WFC Continues Attack On Chinook Releases For SRKWs

Like a pitbull that won’t let go of a little kid, the Wild Fish Conservancy is continuing to try and derail increased hatchery Chinook production for Washington’s imperiled resident orcas after a federal judge ruled against the organization’s bid to halt what’s known as the prey program.

BALLARD LOCKS CHINOOK. (NMFS)

While U.S. District Court Judge Richard A. Jones in Seattle did remand much of the National Marine Fisheries Service’s 2019 biological opinion authorizing the Southeast Alaska commercial troll fishery earlier this month, he left the prey program in place, but now WFC has filed for an injunction against it.

That led NMFS – which partially funds the program – and other defendants in the suit – which benefit from it – to submit a full-throated rebuke of the highly litigious Duvall-based outfit that is attacking ongoing hatchery increases for southern resident killer whales on multiple fronts, including elsewhere in federal court and in Washington state court.

“The work that began in 2019 to increase prey availability for SRKW is now producing real, in-ocean results for SRKW,” write NMFS, the Alaska Trollers Association and the State of Alaska in court papers filed earlier this week. “Plaintiff, an organization that purports to protect SRKW as a part of its mission and whose own experts say that prey abundance is the single most limiting factor for SRKW health, seeks to shut down the very program that addresses this limiting factor. That request should be denied.”

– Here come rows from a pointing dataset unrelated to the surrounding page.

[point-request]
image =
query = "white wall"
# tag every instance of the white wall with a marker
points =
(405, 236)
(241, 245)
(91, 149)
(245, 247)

They do allow that there were “errors” in the overarching remanded biop, which NMFS plans to “fully address …. no later than Nov. 2024.” All three are also asking the court for a stay of Jones’ ruling to head off “severe economic consequences” of shutting down the upcoming summer troll season and next winter’s fishery off Alaska’s panhandle, which a judge on Friday denied. Per the feds, all parties in the case are appealing to the Ninth Circuit Court of Appeals.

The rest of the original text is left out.